Gli stranieri ci deridono perché sono invidiosi! (Italians do it better! Gli italiani lo fanno meglio!)
Ci ho un rigurgito patriottico. Tutta colpa di Benigni. E mi permetto di osservare che l’Italia sta attraversando un momento grandioso dal punto di vista della satira. Luca e Paolo a Sanremo, Grillo, Hendel, Luciana Littizzetto, Paola Cortellesi, i Guzzanti, Daniele Luttazzi, Paolo Rossi, Albanese, Crozza, la Dandini, Vergassola, Benni, Vauro, Staino e anche Travaglio che si è messo a recitare i suoi pezzi forsennati… stanno dando tutti il meglio di sé. Non esiste un solo paese al mondo che possa vantare un’armata di comici irriverenti paragonabile a quella italica.

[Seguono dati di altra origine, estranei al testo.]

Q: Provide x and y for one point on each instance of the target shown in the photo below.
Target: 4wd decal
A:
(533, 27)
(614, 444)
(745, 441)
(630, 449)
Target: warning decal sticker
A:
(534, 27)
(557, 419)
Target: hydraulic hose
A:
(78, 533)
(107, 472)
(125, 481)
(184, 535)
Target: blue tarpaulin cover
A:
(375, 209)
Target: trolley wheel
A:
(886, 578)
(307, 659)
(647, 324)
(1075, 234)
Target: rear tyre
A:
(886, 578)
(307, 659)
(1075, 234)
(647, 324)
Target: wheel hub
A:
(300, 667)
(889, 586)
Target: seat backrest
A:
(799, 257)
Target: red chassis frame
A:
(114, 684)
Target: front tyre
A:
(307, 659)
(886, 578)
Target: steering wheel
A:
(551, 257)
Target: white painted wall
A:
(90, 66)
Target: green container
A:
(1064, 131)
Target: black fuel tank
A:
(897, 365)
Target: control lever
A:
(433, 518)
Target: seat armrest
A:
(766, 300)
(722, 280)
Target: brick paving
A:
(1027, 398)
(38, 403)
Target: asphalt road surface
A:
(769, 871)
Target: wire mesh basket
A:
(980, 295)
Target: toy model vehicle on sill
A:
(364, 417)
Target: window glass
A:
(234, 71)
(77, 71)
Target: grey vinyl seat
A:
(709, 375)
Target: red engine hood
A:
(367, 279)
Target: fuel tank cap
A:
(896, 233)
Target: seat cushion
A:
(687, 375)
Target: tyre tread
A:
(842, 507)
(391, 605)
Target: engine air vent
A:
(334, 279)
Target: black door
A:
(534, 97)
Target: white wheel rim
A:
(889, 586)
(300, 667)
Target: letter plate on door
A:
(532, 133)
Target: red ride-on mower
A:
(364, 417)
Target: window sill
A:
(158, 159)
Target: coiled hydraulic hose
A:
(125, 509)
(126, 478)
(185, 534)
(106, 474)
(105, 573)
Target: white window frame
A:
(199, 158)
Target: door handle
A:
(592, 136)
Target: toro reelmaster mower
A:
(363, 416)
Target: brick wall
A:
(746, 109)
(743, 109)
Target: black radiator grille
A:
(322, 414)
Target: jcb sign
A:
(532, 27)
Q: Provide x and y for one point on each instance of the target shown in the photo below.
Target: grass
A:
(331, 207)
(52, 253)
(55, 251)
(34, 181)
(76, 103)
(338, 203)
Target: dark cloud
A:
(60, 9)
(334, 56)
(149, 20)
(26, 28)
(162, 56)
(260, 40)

Ma dove può succedere che due comici come Dario Fo e Franca Rame, tanto per restare in famiglia, riescano a mandare in onda un’intera commedia senza audio? Vi ricordate Atlantide tv? Un’ora e 45 minuti di film muto su un canale Sky a causa delle minacce di Dell’Utri… I giornali di mezza Europa restarono a bocca aperta. Sono livelli poetici della satira surrealista che gli stranieri non riescono neanche a immaginare. È che noi italiani siamo veramente diversi. Siamo esagerati in tutto, a partire dall’arte. Ha ragione Benigni quando dice che noi italiani abbiamo lastricato i musei del mondo con i chilometri di opere d’arte che ci hanno depredato.
L’Italia è un paese dove si incrociano strane correnti…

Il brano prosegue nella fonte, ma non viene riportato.